Construction & Workplace Injury

Trenching, Excavation & Structural/Building Collapse

Trenching, Excavation & Structural/Building Collapse

Cave-ins and Collapses:
We Prove What Went Wrong.

Open trenches, unstable soil, and compromised structures can turn routine work into life‑changing emergencies. A cave‑in can bury a worker in seconds; a mis‑classified soil cut can shear without warning; a utility strike can trigger fire, electrocution, or flooding; and an undermined footing can start a progressive collapse. These aren’t “accidents” when basic safeguards are skipped, rushed, or designed poorly.

When a contractor ignores protective systems, when a site pushes speed over safety, or when a product or shoring system is unsafe by design, people get hurt—and families are left to pick up the pieces. If that happened to you or your family, we move immediately to protect you.

Excavation Injuries
Philly Skyline
Structural Collapse Injuries

Why these incidents are so dangerous

Even routine tasks turn high‑risk when deep excavations, shifting soil, and nearby loads are involved. If basic safeguards slip for a moment, the consequences can be catastrophic.

  • Seconds to collapse: Cave‑ins can bury workers before anyone can react.
  • Hidden forces: Water, vibration, spoil piles, and adjacent loads add pressure you can’t see.
  • Chain reactions: A failed trench box, undermined footing, or weak shoring can trigger wider structural collapse.

Common accidents & injuries

These are the events we see most often. They happen in seconds and cause life‑changing harm.

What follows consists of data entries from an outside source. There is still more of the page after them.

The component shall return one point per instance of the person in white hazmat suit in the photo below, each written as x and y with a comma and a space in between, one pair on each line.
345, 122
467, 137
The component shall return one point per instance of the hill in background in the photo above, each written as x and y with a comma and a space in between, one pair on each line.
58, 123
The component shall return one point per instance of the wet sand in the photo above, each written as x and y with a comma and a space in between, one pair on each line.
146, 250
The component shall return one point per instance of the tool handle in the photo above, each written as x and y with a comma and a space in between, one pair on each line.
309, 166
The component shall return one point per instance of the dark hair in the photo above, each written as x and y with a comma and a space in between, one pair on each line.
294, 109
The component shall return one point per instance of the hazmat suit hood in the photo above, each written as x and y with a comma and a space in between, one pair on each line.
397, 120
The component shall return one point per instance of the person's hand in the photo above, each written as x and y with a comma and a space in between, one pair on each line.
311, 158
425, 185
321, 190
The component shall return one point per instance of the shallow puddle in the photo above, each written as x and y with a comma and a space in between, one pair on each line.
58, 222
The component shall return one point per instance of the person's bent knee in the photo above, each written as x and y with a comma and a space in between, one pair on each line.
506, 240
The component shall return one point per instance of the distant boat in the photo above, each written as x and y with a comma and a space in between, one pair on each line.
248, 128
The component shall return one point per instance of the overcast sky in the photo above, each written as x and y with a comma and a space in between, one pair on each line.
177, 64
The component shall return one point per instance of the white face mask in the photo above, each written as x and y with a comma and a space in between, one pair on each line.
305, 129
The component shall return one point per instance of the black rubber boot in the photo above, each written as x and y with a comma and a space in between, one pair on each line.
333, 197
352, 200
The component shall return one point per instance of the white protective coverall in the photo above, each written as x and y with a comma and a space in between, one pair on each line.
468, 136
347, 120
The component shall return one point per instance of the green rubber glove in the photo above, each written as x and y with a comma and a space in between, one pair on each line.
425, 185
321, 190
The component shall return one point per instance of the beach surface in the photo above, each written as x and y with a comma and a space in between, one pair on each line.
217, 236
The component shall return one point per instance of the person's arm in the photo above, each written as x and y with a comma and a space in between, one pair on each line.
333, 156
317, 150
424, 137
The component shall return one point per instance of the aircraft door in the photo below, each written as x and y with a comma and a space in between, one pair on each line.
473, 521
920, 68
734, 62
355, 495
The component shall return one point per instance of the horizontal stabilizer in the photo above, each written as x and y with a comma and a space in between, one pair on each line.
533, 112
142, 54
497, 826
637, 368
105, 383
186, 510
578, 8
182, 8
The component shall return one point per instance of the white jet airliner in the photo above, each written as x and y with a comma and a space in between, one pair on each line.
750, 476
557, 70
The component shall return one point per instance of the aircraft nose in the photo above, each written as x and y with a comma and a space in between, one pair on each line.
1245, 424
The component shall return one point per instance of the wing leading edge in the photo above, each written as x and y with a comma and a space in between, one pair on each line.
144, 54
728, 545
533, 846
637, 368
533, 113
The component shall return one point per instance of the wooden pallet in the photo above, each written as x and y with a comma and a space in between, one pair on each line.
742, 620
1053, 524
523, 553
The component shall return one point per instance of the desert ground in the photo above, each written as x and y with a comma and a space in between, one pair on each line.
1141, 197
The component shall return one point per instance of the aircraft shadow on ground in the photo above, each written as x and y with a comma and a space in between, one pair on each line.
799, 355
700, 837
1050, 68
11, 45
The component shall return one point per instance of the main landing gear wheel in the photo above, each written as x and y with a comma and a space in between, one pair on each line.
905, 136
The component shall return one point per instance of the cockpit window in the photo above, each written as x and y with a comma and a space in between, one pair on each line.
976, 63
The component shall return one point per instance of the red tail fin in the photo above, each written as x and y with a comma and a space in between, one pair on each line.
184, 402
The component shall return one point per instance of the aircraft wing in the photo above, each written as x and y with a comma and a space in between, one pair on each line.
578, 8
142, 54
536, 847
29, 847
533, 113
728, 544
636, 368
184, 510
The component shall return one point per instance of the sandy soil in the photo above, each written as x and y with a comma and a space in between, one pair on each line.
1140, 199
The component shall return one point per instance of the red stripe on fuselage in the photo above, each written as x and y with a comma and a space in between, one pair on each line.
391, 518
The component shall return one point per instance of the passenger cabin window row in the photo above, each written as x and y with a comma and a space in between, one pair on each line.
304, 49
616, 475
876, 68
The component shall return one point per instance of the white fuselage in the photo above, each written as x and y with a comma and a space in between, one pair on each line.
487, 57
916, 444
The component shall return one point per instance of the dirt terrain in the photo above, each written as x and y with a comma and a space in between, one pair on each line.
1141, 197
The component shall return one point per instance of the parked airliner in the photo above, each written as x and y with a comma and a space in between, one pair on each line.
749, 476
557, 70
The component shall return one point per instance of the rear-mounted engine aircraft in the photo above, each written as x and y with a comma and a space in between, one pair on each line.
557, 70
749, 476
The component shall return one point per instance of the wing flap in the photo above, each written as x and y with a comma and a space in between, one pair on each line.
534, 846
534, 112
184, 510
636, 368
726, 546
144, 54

  • Trench cave‑ins from unprotected vertical cuts or improper sloping/benching
  • Shoring or trench box failures due to improper installation, damaged equipment, or overloading
  • Underground utility strikes (gas, electric, water, telecom) leading to fires, explosions, electrocution, or flooding
  • Spoil pile/vehicle encroachment adding weight too close to the edge
  • Structural/partial building collapses from excavation undermining or improper sequencing/demolition
  • Falls into excavations from missing barricades or lighting

Resulting harm often includes crush injuries, asphyxiation, traumatic brain injury, spinal injuries, burns, amputations, and wrongful death.

Trenching Injuries

Common Product and Design Defects

What this means for your case: we evaluate the protection system, plans, and equipment as sold and as used. If safer, practical protection was available—or clear limits and instructions were missing—that can support a product liability claim.

Weak or mismatched shoring systems


Components not rated for soil depth/type; mixed parts; worn pins; damaged panels

Improperly sized trench boxes


Boxes too short/narrow; gaps that allow sloughing; lack of spreaders

Defeatable or missing restraints


No means to prevent movement/float; anchoring points not provided

Poor access/egress design


No safe ladders within reach; slippery or blocked access

Inadequate guarding/barricades


Open edges without railings or covers; incomplete fencing in public areas

Confusing or missing instructions


No clear install sequence, inspection steps, or max depth/width charts

Equipment that encourages shortcuts


Heavy components without lift points; systems that are hard to inspect, leading to skipped checks

No “fail‑safe” behavior


Systems that don’t prevent use when parts are damaged/missing

Building Collapse Injuries

Know Your Rights

Workers have the right to a workplace free from known hazards. Basic safeguards should be in place: protective systems for trenches over five feet (or less in unstable soil), a competent person on site, daily inspections especially after rain or vibration, safe access/egress, and barricades. When companies ignore these rules or when a manufacturer sells unsafe gear, you can hold them accountable.

Trenching & Excavation:
Added Risks

Service and excavation work are high‑risk moments. We often see:

  • No competent person conducting soil classification or daily inspections
  • Improper sloping/benching for the soil conditions (Type C treated like Type B)
  • Water in the trench from rain, groundwater, or broken lines with no dewatering plan
  • Vibration & loads from trucks, cranes, and spoil piles too close to the edge
  • Undermined structures or sidewalks without support; poor sequencing of demolition or excavation
  • Lighting and traffic control missing in public rights‑of‑way

These failures are preventable with disciplined planning, protection systems sized for the job, and real‑time inspections by someone with authority to stop work.